Political Science: Pre-Law

Advice for Pre-Law students

Law schools are seeking students with outstanding academic records, not students who have majored in one particular discipline.

The University offers majors as indicated elsewhere in the Francis Marion University Catalog.  Any of these majors would be acceptable to a law school, provided a student has a demonstrated proficiency in the use of the English language as well as a high grade point average.

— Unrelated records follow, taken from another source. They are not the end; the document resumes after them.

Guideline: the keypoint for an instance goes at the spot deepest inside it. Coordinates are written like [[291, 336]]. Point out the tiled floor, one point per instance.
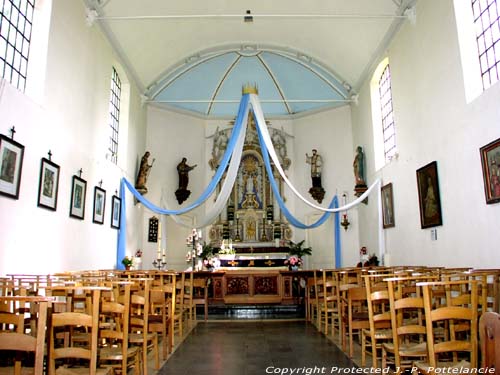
[[255, 348]]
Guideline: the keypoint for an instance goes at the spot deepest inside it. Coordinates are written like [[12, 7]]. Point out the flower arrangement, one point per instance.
[[127, 261], [294, 261], [298, 250]]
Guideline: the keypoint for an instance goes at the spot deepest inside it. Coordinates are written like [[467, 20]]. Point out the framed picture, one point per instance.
[[99, 205], [490, 159], [428, 196], [116, 205], [387, 206], [48, 184], [11, 165], [78, 192]]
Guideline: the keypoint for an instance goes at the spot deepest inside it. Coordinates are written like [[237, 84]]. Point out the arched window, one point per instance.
[[114, 115], [384, 130], [487, 26], [16, 22]]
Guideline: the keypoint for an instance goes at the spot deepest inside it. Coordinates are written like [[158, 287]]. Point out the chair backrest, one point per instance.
[[460, 320], [407, 314], [13, 337], [489, 334], [68, 323], [115, 320]]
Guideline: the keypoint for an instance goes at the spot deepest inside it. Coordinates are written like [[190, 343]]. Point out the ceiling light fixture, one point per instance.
[[248, 18]]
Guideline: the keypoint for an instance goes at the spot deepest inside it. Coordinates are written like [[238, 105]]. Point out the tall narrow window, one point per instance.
[[16, 20], [114, 112], [388, 128], [487, 25]]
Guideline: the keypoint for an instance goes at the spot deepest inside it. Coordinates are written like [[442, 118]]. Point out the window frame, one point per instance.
[[16, 29], [114, 115]]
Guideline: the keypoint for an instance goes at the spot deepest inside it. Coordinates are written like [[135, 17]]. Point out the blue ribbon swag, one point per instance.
[[242, 111]]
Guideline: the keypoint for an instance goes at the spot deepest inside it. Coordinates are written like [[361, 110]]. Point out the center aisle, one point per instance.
[[256, 348]]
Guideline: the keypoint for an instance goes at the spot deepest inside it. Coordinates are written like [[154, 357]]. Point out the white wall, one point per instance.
[[433, 122], [330, 133], [70, 118]]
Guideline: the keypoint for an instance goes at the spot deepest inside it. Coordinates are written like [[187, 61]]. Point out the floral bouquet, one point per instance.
[[294, 261]]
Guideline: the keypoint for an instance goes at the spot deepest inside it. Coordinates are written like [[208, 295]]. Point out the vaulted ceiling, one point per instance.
[[303, 55]]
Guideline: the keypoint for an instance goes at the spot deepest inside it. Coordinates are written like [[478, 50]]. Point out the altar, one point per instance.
[[259, 260], [252, 286]]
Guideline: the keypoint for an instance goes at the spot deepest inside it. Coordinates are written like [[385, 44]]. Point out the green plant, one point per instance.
[[297, 249], [127, 261]]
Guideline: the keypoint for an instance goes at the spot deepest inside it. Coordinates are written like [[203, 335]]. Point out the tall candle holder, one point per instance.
[[160, 262], [195, 247]]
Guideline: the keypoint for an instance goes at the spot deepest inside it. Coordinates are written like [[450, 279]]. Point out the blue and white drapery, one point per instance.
[[234, 151]]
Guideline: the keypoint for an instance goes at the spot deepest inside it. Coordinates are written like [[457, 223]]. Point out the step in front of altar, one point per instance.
[[262, 260], [243, 311]]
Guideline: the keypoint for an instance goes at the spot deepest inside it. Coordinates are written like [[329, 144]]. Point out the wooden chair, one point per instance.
[[14, 340], [328, 302], [460, 321], [115, 350], [354, 315], [407, 321], [200, 296], [139, 324], [61, 346], [379, 317], [489, 334], [311, 301], [162, 302]]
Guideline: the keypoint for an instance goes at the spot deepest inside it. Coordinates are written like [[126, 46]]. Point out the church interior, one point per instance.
[[236, 139]]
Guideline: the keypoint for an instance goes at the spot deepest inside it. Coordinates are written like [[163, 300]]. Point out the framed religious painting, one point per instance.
[[78, 193], [48, 185], [387, 206], [428, 196], [116, 205], [490, 159], [99, 205], [11, 165]]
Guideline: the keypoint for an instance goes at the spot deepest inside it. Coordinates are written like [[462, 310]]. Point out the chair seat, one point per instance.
[[408, 350], [380, 334], [136, 338], [443, 366], [64, 370], [115, 353]]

However, the Supreme Court of South Carolina advises students that the Court has found the following subjects highly beneficial in taking the bar examination and for the pursuit of a career as an attorney:

  1. English composition
  2. English public speaking
  3. United States History
  4. Accounting
  5. Economics
  6. Logic
  7. Literature
  8. Political Science
  9. Philosophy

Introductory levels of four of these courses (composition, history, literature, and political science) are required as general education subjects.  Students interested in going to law school should consider taking upper-level courses from some areas, in addition to the introductory-level courses.  For further information, students can contact the coordinator.

COORDINATOR

Dr. David R. White

Chair, Department of Political Science & Geography
Professor of Political Science
Coordinator of Political Science, Criminal Justice, & Pre-Law Programs

Office: FH 129
Phone: 843-661-1614
dwhite@fmarion.edu

Pre-Law Course of Study

There is no suggested course of study for pre-law students. Indeed, the variety of backgrounds of those who undertake legal careers is a blessing to the profession. Because of the multifaceted nature of legal education, there is no particular course that will fully prepare a person for law school, but there are courses that may be helpful.

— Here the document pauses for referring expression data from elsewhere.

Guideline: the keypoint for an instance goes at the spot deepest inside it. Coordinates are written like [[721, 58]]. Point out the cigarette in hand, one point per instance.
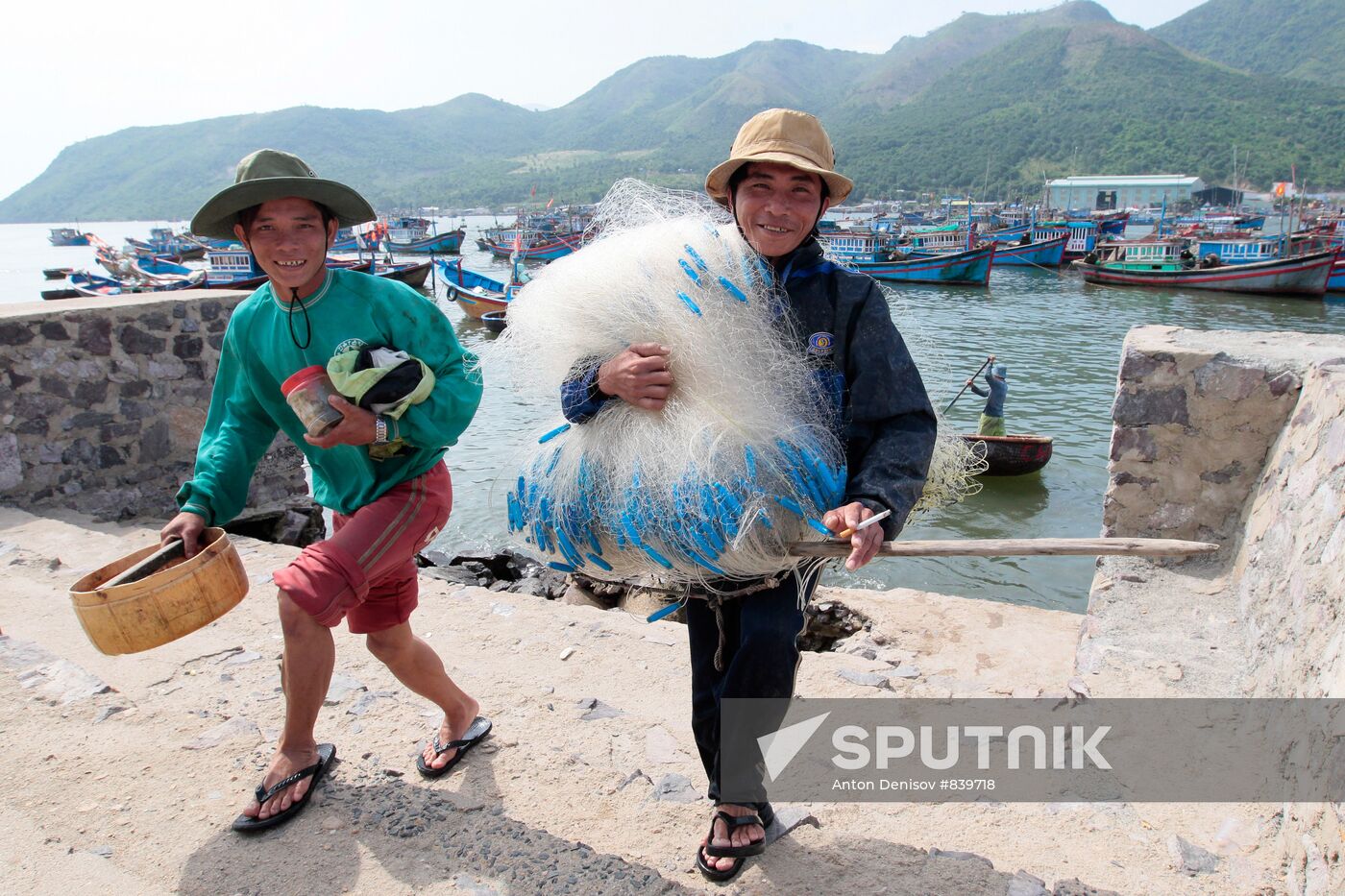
[[864, 525]]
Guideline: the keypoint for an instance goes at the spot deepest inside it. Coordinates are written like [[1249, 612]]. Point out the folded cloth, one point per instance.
[[385, 381]]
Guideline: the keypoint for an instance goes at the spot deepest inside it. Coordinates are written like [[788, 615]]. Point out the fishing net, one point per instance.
[[742, 460]]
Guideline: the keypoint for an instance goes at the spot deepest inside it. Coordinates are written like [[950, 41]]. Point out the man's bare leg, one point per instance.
[[306, 673], [417, 666]]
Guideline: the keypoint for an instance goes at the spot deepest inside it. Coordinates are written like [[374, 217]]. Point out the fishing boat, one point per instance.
[[413, 274], [968, 267], [67, 237], [1173, 264], [1041, 254], [1082, 235], [430, 242], [90, 284], [1011, 455], [475, 294], [235, 269], [155, 268], [163, 241], [530, 245]]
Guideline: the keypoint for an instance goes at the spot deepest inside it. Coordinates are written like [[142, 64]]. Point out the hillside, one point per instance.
[[1295, 39], [1066, 90], [1092, 98]]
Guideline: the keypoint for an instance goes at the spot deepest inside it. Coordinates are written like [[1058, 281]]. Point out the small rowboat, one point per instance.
[[1011, 455], [413, 274], [475, 294]]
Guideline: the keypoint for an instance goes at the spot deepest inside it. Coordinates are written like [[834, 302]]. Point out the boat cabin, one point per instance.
[[231, 265]]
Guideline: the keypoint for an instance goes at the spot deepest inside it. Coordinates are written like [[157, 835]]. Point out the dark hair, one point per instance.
[[248, 215]]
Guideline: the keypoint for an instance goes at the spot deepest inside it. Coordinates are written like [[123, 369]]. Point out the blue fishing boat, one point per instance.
[[413, 274], [1082, 235], [163, 241], [436, 242], [968, 267], [237, 269], [157, 267], [1172, 264], [1042, 254], [89, 284], [67, 237], [474, 292], [530, 245]]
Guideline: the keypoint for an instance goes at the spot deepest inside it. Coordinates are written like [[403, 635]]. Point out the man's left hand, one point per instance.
[[356, 426], [864, 544]]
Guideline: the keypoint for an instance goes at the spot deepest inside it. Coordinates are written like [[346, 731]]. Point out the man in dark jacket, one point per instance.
[[779, 181]]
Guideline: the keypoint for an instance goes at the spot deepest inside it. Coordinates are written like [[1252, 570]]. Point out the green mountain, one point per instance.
[[1290, 37], [1095, 98], [985, 105]]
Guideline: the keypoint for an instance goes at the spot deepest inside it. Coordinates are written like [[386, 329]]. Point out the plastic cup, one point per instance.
[[306, 393]]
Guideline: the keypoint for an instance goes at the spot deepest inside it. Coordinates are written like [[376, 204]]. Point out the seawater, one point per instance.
[[1059, 336]]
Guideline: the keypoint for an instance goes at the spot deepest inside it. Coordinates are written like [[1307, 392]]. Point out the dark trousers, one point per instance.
[[760, 658]]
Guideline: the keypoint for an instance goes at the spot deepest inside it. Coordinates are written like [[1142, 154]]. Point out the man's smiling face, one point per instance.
[[776, 206], [289, 241]]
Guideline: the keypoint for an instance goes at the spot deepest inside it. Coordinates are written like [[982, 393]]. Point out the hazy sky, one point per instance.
[[78, 69]]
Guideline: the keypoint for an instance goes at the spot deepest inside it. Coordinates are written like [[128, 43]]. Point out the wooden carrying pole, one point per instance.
[[1015, 547]]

Courses which involve logic or analysis and develop oral and written communication skills will be beneficial. Lawyers need to cultivate interpersonal skills to be able to work with clients, opposing parties and the trier of fact. Lawyers need to be objective, to see both sides of an issue. They must be both succinct and persuasive in presentations.

Technology is having an impact on the way law is being practiced, and computer skills will be required. A person should develop sound study habits and time management skills as lawyers must be well prepared.

Someone considering going to law school should choose an undergraduate major with career alternatives should his or her law career plans change.